To get to Letchworth and vicinity from Buffalo, take the NYS Thruway east to the Batavia exit; then follow Route 63 South. To get to the Mount Morris park entrance follow Route 63 to Route 36 South. For the Portageville entrance follow Route 63 South, Route 246 South, Route 39 south and Route 19A south.
2. Discover the Southerntier
Another popular fall foliage destination is western New York’s southerntier; you’ll find great scenery pretty much anyplace in Chautauqua, Cattaraugus, and Allegany counties.
Probably one of the more popular fall destinations is the village of Ellicottville, which has a huge fall festival on Columbus Day weekend. If you don’t like crowds, you may want to avoid visiting during this time. To get to Ellicottville, simply follow Route 219 south from the Thruway. Ellicottville has numerous shops and restaurants, along with spectacular scenery. If you’re in need of some pumpkins, follow the signs to Pumpkinville, located a few miles away in Great Valley (716-699-2205, www.pumpkinville.com), which has numerous kid-friendly activities.
About 10 miles south of Ellicottville, on Route 219 in Salamanca is Allegany State Park, which at 65,000 acres, is the largest of the New York State Parks. The park has numerous hiking and biking trails and camping is available year-round. The annual Falling Leaves Festival takes place October 2-4. As with Letchworth, there is a $7 parking fee to enter the park.
While in Salamanca, you might also want to visit the Seneca-Iroquois National Museum, which depicts Native American life and culture. (716-945-1760, www.senecamuseum.org ) Salamanca is the only city in the United States located entirely on an Indian reservation.

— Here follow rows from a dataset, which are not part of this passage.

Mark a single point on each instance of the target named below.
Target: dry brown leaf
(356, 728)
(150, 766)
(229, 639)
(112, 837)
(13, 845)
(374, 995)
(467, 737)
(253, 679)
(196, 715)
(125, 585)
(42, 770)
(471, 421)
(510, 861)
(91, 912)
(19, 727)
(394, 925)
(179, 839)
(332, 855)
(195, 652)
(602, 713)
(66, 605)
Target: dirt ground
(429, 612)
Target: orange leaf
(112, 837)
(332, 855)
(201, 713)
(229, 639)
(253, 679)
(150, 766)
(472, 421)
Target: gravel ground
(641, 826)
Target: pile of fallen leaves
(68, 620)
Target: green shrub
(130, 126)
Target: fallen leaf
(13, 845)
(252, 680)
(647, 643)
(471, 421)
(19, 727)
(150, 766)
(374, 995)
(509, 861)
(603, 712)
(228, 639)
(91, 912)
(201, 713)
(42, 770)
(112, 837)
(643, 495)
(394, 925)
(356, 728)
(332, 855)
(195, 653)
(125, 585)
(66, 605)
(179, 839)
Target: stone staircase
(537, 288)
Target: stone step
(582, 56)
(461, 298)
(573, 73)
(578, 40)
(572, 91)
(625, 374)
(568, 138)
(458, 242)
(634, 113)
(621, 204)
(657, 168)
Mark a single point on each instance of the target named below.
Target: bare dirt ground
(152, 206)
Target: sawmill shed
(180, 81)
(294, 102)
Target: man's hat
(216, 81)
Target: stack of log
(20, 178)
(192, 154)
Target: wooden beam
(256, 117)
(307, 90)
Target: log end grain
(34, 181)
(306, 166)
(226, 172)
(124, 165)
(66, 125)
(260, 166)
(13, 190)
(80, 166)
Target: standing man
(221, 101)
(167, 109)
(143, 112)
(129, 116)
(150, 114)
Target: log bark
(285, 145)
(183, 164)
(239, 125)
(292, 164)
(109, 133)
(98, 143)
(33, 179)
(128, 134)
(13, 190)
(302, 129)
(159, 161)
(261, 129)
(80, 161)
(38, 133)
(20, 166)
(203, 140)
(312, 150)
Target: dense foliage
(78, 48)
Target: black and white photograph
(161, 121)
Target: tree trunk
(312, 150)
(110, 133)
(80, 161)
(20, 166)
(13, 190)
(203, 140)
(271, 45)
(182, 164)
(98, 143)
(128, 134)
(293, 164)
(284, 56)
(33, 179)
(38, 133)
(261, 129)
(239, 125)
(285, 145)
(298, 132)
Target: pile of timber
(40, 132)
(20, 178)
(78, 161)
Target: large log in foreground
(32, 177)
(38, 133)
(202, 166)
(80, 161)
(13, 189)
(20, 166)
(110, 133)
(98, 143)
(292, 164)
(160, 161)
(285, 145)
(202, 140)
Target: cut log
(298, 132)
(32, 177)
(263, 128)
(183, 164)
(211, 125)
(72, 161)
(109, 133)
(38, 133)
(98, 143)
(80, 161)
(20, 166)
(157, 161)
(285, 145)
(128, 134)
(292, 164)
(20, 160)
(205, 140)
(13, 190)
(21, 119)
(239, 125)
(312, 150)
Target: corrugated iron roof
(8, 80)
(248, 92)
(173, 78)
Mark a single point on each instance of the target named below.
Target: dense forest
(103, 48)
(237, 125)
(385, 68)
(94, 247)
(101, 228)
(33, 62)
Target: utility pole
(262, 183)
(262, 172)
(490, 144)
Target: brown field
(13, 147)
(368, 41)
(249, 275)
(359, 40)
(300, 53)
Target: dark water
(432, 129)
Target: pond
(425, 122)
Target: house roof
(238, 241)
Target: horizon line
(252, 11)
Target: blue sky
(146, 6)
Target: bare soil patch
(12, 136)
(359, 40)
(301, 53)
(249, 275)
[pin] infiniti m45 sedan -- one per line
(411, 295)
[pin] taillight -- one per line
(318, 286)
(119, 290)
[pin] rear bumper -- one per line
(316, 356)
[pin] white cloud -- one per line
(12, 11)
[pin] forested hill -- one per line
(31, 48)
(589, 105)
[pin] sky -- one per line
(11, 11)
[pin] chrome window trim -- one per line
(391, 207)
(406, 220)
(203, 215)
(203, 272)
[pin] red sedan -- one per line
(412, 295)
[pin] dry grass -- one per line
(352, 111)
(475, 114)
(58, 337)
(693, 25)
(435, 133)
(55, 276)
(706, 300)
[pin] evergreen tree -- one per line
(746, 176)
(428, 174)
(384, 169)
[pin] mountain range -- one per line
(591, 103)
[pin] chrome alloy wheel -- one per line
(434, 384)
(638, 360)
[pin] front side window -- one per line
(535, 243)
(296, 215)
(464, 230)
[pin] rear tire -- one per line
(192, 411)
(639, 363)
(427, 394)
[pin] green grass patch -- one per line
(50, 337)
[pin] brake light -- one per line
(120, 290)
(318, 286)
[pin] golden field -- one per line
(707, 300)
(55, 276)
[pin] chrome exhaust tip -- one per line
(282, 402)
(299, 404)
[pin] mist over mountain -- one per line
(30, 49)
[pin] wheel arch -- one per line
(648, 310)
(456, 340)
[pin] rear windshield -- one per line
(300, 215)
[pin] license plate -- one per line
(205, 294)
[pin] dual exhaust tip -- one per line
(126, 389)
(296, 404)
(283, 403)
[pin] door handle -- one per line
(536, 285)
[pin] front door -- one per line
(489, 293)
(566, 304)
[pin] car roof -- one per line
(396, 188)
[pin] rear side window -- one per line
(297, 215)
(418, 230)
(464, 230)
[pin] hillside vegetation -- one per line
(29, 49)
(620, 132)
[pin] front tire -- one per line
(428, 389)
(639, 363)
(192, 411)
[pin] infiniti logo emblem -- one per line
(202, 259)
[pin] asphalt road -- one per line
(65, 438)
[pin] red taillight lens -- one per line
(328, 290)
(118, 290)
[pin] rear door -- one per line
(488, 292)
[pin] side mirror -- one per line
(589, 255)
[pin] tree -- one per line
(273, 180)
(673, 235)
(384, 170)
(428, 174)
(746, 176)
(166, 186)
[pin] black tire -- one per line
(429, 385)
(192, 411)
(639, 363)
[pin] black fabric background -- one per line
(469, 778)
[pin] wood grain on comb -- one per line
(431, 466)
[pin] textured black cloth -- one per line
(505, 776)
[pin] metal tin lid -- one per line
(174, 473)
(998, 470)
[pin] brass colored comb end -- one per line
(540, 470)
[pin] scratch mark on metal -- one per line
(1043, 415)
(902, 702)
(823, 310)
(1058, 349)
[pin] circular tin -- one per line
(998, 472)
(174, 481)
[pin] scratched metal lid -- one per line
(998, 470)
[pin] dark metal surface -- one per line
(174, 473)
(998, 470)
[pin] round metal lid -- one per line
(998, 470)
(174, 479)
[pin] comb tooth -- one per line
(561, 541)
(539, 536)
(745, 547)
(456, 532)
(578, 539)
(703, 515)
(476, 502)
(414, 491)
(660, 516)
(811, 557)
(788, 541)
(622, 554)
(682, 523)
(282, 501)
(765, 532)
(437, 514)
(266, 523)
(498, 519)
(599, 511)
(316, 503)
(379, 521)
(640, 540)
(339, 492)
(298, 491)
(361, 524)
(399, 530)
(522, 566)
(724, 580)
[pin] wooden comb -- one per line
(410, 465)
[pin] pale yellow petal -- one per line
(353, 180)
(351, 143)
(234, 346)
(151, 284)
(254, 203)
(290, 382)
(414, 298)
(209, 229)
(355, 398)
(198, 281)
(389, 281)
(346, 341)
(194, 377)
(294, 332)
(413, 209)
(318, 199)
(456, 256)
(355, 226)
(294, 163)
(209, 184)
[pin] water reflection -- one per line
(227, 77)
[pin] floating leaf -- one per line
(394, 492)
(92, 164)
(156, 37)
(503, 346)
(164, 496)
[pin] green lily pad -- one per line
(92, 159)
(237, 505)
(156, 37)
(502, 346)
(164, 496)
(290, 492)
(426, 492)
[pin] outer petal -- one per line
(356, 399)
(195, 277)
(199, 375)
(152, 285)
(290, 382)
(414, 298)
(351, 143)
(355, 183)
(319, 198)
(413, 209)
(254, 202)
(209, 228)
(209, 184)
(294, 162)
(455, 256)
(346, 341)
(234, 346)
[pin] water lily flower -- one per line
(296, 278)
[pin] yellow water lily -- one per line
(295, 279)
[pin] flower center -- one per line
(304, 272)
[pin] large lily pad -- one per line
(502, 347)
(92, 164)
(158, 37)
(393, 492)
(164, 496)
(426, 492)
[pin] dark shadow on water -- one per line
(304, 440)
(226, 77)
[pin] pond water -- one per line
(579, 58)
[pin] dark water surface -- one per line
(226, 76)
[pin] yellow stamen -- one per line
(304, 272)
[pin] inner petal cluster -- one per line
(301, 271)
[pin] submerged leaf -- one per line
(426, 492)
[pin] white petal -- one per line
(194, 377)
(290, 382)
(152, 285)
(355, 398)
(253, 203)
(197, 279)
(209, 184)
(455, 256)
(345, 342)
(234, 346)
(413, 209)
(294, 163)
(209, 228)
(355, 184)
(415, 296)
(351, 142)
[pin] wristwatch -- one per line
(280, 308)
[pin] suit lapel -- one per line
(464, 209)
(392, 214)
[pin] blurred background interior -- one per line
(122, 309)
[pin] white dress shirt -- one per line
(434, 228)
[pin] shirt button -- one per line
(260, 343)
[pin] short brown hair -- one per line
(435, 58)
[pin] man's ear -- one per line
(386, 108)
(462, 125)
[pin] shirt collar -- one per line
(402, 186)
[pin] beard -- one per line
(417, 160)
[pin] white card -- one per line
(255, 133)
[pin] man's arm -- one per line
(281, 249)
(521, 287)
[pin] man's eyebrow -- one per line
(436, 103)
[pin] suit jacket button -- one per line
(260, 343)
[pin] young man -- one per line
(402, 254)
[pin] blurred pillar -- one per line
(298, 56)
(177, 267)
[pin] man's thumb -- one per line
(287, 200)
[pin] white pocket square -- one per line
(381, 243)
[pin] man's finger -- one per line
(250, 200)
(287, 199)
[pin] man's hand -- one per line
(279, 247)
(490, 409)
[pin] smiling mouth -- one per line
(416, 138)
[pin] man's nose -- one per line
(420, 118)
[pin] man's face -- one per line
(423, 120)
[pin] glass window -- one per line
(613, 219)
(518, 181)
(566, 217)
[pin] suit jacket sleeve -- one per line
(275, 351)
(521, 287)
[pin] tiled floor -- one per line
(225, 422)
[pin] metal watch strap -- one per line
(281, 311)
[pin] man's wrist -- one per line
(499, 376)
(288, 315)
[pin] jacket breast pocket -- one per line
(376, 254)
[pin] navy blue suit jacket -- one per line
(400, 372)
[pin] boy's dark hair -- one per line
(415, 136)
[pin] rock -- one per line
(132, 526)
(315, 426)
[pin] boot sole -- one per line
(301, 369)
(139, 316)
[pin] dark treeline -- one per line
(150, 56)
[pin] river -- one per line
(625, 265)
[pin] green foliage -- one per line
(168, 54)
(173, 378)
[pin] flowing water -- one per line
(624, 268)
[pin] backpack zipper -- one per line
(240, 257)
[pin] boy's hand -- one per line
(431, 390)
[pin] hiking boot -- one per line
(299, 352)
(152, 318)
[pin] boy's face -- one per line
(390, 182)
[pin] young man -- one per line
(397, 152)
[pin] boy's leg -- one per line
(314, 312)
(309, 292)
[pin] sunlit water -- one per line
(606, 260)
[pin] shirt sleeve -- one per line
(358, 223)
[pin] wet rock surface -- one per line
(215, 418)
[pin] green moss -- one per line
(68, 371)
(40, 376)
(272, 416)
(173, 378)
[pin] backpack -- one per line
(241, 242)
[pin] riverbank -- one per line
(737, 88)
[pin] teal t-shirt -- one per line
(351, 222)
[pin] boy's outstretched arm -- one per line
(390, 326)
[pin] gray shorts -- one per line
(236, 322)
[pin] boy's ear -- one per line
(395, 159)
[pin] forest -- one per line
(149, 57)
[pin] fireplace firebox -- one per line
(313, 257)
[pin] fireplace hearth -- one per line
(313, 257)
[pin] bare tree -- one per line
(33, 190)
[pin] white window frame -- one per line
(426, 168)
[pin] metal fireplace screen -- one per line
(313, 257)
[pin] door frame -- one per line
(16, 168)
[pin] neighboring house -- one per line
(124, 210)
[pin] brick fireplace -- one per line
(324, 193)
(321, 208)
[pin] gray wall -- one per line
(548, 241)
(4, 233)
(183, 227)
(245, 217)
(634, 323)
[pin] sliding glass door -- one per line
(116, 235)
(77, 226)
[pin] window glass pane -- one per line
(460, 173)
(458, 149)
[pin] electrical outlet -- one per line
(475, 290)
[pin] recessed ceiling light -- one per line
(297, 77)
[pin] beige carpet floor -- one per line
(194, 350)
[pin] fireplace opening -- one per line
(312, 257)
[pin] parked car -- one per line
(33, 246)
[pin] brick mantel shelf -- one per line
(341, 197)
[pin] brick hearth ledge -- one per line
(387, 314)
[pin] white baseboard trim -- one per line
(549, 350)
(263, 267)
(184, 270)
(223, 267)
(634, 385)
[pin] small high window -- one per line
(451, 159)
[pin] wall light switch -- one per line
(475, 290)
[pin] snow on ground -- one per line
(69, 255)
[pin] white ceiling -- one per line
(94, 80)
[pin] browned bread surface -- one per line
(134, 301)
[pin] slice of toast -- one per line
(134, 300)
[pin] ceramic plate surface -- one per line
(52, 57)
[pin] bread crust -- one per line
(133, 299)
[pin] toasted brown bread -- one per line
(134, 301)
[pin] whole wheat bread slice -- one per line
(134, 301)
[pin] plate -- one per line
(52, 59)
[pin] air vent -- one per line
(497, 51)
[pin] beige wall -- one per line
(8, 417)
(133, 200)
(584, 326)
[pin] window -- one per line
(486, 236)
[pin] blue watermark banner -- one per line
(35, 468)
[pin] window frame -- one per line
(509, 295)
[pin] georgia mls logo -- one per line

The Salamanca Rail Museum, located in a 1912 restored railroad depot, has many artifacts documenting the railroad era. (716-945-3133, www.salamancachamber.org )
3. Exploring the Seaway Trail
You’ve probably seen the green and white Seaway Trail (www.seawaytrail.com ) signs if you’ve driven anywhere along Lake Ontario or Lake Erie. The Great Lakes Seaway Trail is actually a 518 mile long scenic byway through New York and Pennsylvania that takes visitors to places they may overlook if they traveled on super highways. The trail follows Lake Erie, the Niagara River, Lake Ontario and the St. Lawrence Seaway.
Driving along the trail in northern Pennsylvania and Chautauqua County, NY, you’ll see numerous vineyards. This area, known as the Concord Grape Belt region, is the second largest Concord grape growing area in the United States. There are 21 wineries in the region, if you wish to stop to sample some of the fruits of the vine. (www.chautauquawinetrail.org)
Some of the more picturesque stops along the trail include Barcelona Harbor near Westfield, where you can view the Barcelona Lighthouse (it’s a private residence, so don’t trespass). There is also a lighthouse in Dunkirk, which is open for tours during the summer months.
As the trail passes through Buffalo, the Tonawandas, and Niagara Falls it is not really that scenic. However, once you get past Niagara Falls, you’ll see many scenic vistas and fall foliage. One of my favorite stretches of the trail is route 18F between Lewiston and Youngstown, where the Niagara River Gorge is on one side and beautiful mansions on the other. You can end you journey at Fort Niagara State Park; Historic Old Fort Niagara is open year-round. Of course, the Seaway Trail continues on along Lake Ontario; part of this will be described later in the article.
4. The Cobblestone Trail
If you like historic architecture, farm markets and wineries, Route 104, which runs between Lewiston to beyond Rochester, is the perfect trail for you. Known as the “Cobblestone Trail” because of the numerous buildings of cobblestone construction that lines this route, which runs through Niagara, Orleans, Monroe, and Wayne Counties.
In Childs, which is just north of Albion in Orleans County, you’ll find the Cobblestone Museum complex, which is open Sunday afternoons in October (www.cobblestonesocietymuseum.org). This unique museum has seven historic buildings, three of cobblestone construction, a popular building style unique to western New York in the mid-1800’s. In fact, Route 104 has more cobblestone houses along it than any highway in America.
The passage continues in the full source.